In May of 2019, and at long last, I paid a visit to the world-famous Tiger Muay Thai gym in Phuket, Thailand. Upon returning home, I have not stopped itching to return.
Having spent just over 10 years training on and off in MMA and associated disciplines, my trip to Tiger came while riding the momentum of having focused almost solely on Muay Thai for the previous 12 months or so. However, two weeks prior to departing for the Chalong facility, frustration struck with a foot injury that ruled me out of Muay Thai for some months.
This is when the vastness of what Tiger Muay Thai has to offer becomes evident. For my month-long stay, I laced up the boots and got stuck in with both the boxing and Nogi BJJ classes. While a month’s stay may be short in comparison to other visitors, both the physical intensity (in great part due to the sensational climate providing its own challenges) and brilliance of the coaches embedded significant experience that has stuck with me in every training session since.
Western Boxing classes were taught by Australian MMA/boxing competitor Sam Bastin alongside the retired Irish boxing standout and highly charismatic John Hutchinson. Upon arrival, it may be uncertain as to where one who considers himself as intermediate would fit within an “all levels welcome to class”, and this may seem intimidating to any beginner or recreational visitors. But you’re soon at ease, after a light warm-up, the coaching duo proceeds to split the diverse group into a beginner half and experienced half with suitable techniques drilled accordingly and each pair of students receiving quality feedback.
For anyone wanting to go a step further, sparring groups also take place during the week and are a highly recommendable ice breaker as they retain a perfectly friendly vibe with the offer of a challenge. Rotating partners for some light rounds or something a little more intense, it’s your choice. The unity at Tiger is infectious with everyone willing to work with and enhance the experience of all training partners.

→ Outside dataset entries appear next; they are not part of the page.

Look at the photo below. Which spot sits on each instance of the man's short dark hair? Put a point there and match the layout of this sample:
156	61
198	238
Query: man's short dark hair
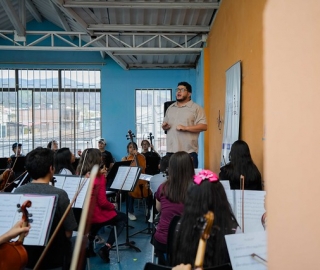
15	145
186	85
39	161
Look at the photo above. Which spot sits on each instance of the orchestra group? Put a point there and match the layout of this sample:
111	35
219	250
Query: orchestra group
183	193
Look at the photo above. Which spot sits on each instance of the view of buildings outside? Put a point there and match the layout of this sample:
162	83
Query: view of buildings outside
37	106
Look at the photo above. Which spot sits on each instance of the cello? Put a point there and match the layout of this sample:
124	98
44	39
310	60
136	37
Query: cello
13	254
141	189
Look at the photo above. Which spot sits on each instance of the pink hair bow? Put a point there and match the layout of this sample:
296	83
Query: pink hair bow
205	174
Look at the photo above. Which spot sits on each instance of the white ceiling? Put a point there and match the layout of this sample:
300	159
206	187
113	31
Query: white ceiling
135	34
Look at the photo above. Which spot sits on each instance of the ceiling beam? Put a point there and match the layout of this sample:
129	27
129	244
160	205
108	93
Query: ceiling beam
33	10
62	19
13	17
141	5
148	28
72	15
22	13
161	66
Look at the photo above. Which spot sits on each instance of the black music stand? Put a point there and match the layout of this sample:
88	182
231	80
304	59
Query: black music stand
119	184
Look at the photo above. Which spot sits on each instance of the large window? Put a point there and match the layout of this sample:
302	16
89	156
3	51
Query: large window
149	116
37	106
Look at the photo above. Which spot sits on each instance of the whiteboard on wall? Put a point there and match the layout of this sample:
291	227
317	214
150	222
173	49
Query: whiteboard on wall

Nogi BJJ is headed by world-renowned Brazilian Jiu-Jitsu brown belt and emerging pro MMA talent, Alex Schild. Back-to-back sessions are on offer starting with beginner and followed by a more advanced class, though beginners are welcome to stay on for the duration as each drill progressively leads into the next with growing technicality. Whether you’re getting to grips with an unfamiliar technique or just needing that slight tweak to perfect it, Alex will effortlessly get you to an effective destination.
Grappling with Alex’s group is often complemented by a tasteful soundtrack of classic rock and memorable contemporary hits and a few rounds of rolling within this great atmosphere is a perfect opportunity for getting to know those who train alongside you. The level of BJJ and contrasting styles of practitioners is nothing short of broad with the experience on offer among your fellow visitors proving its own enhancing effects.
As an MMA insider whose work focuses on the development of grassroots and recreational participation, amateur level competition and the legitimization of MMA as a sport, I often consider how a training facility chooses to cater to all levels practitioner. This level of awareness and decision making plays a major role in the direction of any gym and how it contributes to a sport’s culture and development. Tiger Muay Thai hits the mark as a global martial arts hub at the heart of a gorgeous region, providing an opportunity to anyone in search of an incredible escape and fond memories of what feels like an alternate life.